I can not imagine why they would say they will only compare charters with charters? A note of sarcasm there.
Public schools are compared with each other, pressured to do better even when funding is being taken from them. In our area their scores are published, bad or good, and they are permitted zero tolerance on poor scoring.
Read this about Michigan's new policy.
Are charters' students doing better? New way of grading schools will tellThe latest report on Michigan's charter schools, to be presented to the state Board of Education today, does not compare the performance of charter students to those in traditional public schools -- a controversial practice done in past years.
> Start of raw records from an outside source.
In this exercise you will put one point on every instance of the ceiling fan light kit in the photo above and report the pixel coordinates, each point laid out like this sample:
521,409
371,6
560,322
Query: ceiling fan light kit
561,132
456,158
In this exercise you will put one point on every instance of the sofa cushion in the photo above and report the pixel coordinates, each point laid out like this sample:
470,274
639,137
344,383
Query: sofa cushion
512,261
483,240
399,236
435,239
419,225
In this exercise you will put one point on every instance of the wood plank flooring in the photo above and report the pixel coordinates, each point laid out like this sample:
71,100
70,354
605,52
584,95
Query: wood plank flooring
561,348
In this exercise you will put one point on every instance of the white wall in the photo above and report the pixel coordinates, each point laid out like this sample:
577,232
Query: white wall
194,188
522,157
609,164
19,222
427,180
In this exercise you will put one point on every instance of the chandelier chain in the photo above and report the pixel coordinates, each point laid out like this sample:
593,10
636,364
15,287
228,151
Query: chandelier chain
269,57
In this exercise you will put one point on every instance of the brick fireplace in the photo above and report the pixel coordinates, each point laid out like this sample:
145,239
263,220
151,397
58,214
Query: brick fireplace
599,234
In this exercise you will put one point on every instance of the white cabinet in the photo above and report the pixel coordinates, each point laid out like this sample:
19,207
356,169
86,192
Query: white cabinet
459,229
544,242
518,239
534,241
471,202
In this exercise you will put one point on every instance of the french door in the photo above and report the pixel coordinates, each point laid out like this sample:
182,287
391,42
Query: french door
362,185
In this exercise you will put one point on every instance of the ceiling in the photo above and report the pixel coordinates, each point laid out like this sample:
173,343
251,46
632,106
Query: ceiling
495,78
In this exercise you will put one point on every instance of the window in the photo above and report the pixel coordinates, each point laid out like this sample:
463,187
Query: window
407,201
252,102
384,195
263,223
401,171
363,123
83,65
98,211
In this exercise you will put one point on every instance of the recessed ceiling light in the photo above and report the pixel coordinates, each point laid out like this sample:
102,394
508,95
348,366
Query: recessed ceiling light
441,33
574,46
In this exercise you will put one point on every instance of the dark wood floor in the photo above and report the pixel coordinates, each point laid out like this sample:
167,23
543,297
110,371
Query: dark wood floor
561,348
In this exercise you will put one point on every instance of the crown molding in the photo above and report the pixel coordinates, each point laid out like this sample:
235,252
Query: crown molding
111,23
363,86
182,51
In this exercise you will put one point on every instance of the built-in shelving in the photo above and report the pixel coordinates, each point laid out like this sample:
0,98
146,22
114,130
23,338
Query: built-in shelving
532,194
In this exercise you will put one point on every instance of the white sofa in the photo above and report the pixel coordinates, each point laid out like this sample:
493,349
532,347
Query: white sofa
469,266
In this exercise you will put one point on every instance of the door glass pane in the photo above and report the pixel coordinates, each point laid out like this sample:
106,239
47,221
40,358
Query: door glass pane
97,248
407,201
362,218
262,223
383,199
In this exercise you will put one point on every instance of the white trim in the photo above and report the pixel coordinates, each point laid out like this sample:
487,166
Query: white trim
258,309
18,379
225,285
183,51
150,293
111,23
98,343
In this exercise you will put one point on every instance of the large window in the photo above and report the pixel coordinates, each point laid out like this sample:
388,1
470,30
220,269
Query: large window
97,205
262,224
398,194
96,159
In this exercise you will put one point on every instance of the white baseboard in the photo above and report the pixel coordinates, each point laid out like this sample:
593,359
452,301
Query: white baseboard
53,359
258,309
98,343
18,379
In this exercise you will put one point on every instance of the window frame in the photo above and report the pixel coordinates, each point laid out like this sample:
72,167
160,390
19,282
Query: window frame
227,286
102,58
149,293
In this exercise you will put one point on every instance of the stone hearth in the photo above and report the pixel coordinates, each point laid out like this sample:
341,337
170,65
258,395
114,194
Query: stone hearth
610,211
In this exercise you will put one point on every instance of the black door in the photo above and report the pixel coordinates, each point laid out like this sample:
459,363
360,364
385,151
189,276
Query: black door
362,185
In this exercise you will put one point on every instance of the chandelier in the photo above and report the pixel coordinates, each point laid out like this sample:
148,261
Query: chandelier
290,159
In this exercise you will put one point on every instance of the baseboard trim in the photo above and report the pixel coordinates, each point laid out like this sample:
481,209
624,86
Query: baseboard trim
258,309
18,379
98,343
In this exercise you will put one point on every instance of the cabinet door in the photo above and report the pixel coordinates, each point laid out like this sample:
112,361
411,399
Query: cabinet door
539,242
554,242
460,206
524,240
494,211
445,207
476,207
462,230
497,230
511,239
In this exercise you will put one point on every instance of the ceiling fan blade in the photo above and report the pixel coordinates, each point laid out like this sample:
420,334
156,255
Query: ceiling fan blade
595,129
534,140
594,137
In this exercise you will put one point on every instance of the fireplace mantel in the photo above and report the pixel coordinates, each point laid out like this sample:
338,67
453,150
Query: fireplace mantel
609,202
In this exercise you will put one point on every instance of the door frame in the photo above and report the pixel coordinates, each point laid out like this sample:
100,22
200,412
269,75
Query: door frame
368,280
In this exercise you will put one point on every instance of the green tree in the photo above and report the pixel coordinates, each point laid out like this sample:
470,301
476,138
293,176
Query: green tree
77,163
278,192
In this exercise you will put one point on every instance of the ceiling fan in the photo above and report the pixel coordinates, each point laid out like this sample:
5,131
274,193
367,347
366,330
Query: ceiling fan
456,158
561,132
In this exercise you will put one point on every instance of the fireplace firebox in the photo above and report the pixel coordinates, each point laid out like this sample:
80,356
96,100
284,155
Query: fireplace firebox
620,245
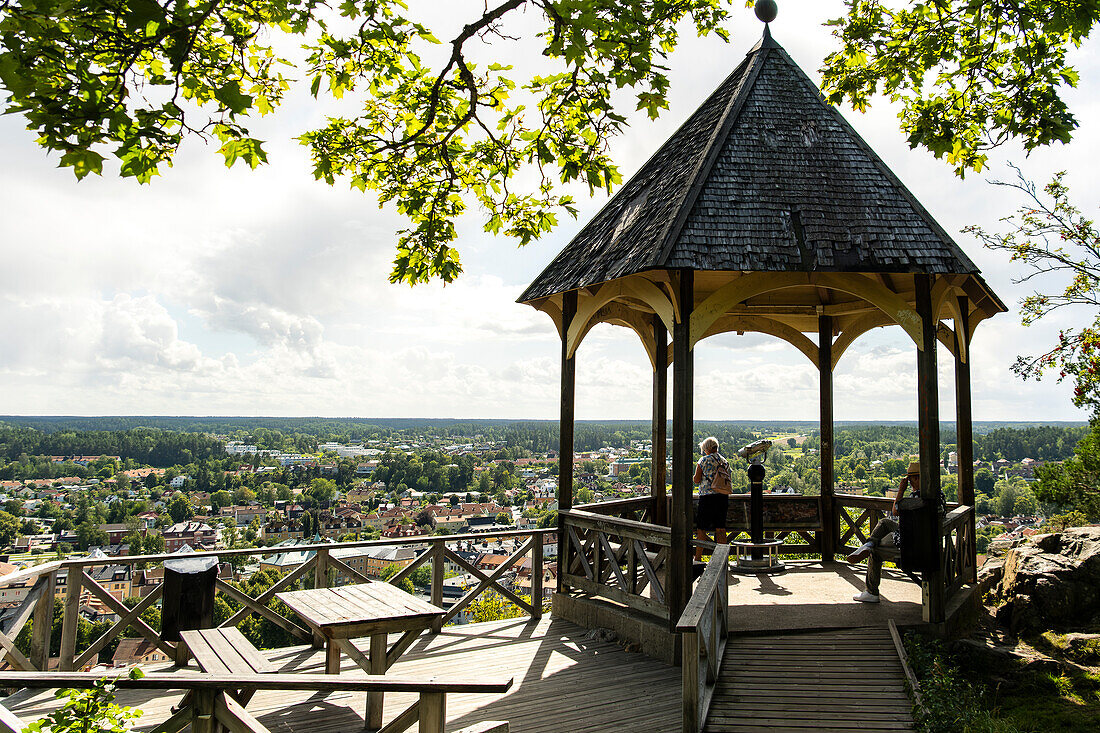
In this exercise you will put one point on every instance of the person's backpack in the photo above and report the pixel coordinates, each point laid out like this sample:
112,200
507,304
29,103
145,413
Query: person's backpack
723,482
920,551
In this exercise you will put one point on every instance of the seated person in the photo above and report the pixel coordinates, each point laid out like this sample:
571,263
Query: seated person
883,539
712,505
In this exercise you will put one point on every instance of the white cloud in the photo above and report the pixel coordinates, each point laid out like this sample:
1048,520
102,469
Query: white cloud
239,292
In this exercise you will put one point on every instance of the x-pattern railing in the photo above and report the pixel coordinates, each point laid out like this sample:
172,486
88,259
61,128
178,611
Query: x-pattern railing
620,559
321,568
704,626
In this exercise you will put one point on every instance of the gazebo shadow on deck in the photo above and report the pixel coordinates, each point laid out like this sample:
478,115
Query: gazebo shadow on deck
811,597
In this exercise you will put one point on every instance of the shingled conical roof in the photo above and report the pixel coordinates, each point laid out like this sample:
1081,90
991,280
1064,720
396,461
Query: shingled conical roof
763,176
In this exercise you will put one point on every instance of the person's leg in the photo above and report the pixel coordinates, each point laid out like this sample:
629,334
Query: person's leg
703,536
886,526
883,528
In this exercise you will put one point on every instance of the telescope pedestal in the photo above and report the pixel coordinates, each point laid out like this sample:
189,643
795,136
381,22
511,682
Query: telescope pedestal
758,556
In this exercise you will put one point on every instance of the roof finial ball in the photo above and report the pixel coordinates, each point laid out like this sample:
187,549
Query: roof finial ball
767,10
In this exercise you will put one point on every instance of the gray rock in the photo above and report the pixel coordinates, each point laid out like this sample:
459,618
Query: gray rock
1053,581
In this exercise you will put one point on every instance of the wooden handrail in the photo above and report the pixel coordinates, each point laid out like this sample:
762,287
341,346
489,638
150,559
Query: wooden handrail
276,681
32,572
134,559
704,630
321,562
639,529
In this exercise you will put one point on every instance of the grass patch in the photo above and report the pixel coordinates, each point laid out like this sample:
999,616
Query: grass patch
972,699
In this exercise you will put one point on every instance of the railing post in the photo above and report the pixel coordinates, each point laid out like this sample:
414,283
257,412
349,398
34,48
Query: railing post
432,712
320,580
43,622
689,674
74,584
438,560
537,576
202,715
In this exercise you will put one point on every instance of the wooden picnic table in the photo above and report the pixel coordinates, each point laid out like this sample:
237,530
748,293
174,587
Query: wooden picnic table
375,610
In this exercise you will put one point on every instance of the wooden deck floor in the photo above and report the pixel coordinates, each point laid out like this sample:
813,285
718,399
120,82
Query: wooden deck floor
564,680
828,682
810,595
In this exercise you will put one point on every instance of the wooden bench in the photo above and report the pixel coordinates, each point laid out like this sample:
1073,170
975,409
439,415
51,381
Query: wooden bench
227,652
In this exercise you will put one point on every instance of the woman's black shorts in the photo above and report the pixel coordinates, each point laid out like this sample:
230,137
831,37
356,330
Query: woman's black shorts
712,512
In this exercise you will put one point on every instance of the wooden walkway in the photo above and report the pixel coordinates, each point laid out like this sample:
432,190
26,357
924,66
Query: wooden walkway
832,681
565,679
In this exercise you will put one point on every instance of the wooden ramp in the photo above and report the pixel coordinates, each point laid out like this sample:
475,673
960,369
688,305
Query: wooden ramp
840,680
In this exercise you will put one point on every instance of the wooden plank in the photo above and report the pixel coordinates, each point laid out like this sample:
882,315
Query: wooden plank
683,394
207,658
118,627
265,598
347,570
72,615
118,606
825,426
43,624
277,681
565,420
244,599
234,717
660,419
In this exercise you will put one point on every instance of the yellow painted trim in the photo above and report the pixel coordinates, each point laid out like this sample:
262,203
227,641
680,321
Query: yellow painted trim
762,325
878,295
718,303
636,287
855,329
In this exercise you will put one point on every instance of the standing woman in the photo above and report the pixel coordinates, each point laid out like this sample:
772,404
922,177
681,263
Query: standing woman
712,505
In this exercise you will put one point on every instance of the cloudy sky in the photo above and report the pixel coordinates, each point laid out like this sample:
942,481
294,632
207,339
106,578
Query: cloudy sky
216,292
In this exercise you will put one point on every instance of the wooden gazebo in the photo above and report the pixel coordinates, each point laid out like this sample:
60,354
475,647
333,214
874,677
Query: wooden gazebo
765,211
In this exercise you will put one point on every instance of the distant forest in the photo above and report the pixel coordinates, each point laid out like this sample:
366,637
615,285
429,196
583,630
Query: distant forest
176,440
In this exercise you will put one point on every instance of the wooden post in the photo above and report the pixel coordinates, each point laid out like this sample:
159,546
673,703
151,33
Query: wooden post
964,425
928,438
680,554
202,714
432,712
829,522
375,700
565,434
537,576
438,559
658,455
321,580
74,584
43,622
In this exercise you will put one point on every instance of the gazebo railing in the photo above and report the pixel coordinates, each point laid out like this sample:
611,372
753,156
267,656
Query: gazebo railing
211,706
639,509
321,569
958,549
623,560
705,627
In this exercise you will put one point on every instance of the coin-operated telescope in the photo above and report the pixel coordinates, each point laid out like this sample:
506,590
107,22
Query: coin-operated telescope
755,452
750,555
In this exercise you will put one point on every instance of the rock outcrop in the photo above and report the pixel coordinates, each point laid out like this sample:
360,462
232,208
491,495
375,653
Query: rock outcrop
1051,582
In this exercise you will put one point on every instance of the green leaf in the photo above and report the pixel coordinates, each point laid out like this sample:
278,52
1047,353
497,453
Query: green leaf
83,162
230,95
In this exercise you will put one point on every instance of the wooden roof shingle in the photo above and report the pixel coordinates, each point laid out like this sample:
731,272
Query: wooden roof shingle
763,176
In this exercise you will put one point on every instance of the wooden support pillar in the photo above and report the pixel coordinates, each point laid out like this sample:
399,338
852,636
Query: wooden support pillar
438,566
565,434
43,624
658,455
683,452
928,437
74,586
964,422
829,522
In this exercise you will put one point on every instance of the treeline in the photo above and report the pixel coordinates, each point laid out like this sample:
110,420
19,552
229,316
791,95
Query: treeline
147,446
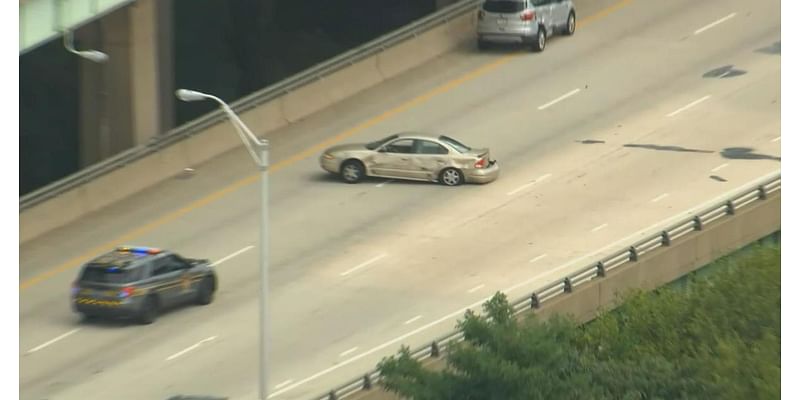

A controversial practice? Why would it be controversial to expect the scores of charter schools to be compared with public schools?
In previous years, the annual report compared test scores in all charter schools with the average score of 20 traditional (and mostly low-performing) districts in which about 75% of Michigan charter schools are located. By that measure, charter schools do better.
Comparing scores of all charter schools with the average of "20 traditional (and mostly low-performing) districts"...and they do better? Goodness I hope so.
The new 33-page annual report, created by the Michigan Department of Education and Michigan State University, explores topics including student performance and profiles. The report also recommends giving the department more authority over charter schools and a small increase in funding to pay for that.
But when it comes to how charter school students are faring academically, the report focuses only on charter school performance, stating in this year's report, "Performance growth is measured as it should be: not against any other school, but against the PSA's (Public School Academy's) own track record of achievement."
A PSA is a
charter school. Here is the telling statement:
The report shows charter student performance improving on the MEAP exam. In math, for instance, 73% of student met or exceeded expectations in 2008, compared with 67.1% the year prior.
However, when the report was released last year, a Free Press analysis comparing charters with other schools in their host district found that almost three out of five charter schools score worse on the MEAP than the traditional schools.
State education department officials acknowledged that their analysis was flawed and promised to change their methodology this year.
Problem:
"almost three out of five charter schools score worse on the MEAP than the traditional schools"Solution:
Don't compare charter schools with public schools.Oh, yeah, that will solve the problem.